When you first launched your car-sharing scheme, what sort of problems did you encounter? Or, did people / consumers always embrace the idea of car sharing?
The Mobility Cooperative was founded in 1997 when ATG and ShareCom merged. At that point, car sharing was already gaining popularity in Switzerland and demand for it has grown ever since. There are several reasons that consumers have embraced car sharing. First, Mobility managed to make car sharing suitable for the masses with innovative IT tools. Second, more and more people really began to value the idea of sustainability and preserving the environment.

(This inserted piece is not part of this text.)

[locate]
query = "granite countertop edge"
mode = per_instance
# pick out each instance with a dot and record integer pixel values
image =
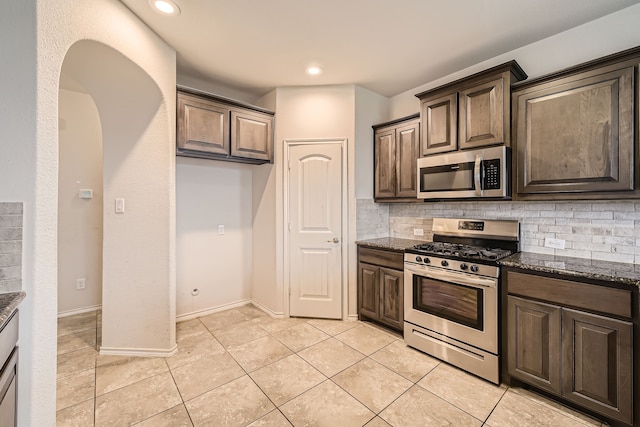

Third, the small-scale design of Switzerland makes having your own car redundant, especially in urban areas where public transportation is well developed. Our biggest hurdle when we started was the density of the services. But nowadays, our 105,100 customers benefit from our closely woven network of 2,650 vehicles in 500 municipalities.
We see that your car sharing software now powers the platform for Renault’s car-sharing Twizy Way scheme. Can you tell us about the scheme and if we’ll see more large automakers like Renault supporting car-sharing schemes?
Mobility International Inc. is the IT-subsidiary of the Mobility Cooperative. The company develops and offers the car sharing software MobiSys 2.0 which is in use by Carsharing.at in Austria and Renault in France. It relies on agile development and can be combined with consulting services by Mobility International Inc. As
the growth perspectives of international car sharing are brilliant, more and more providers will enter the market, amongst them large automakers who don’t want to miss these promising opportunities.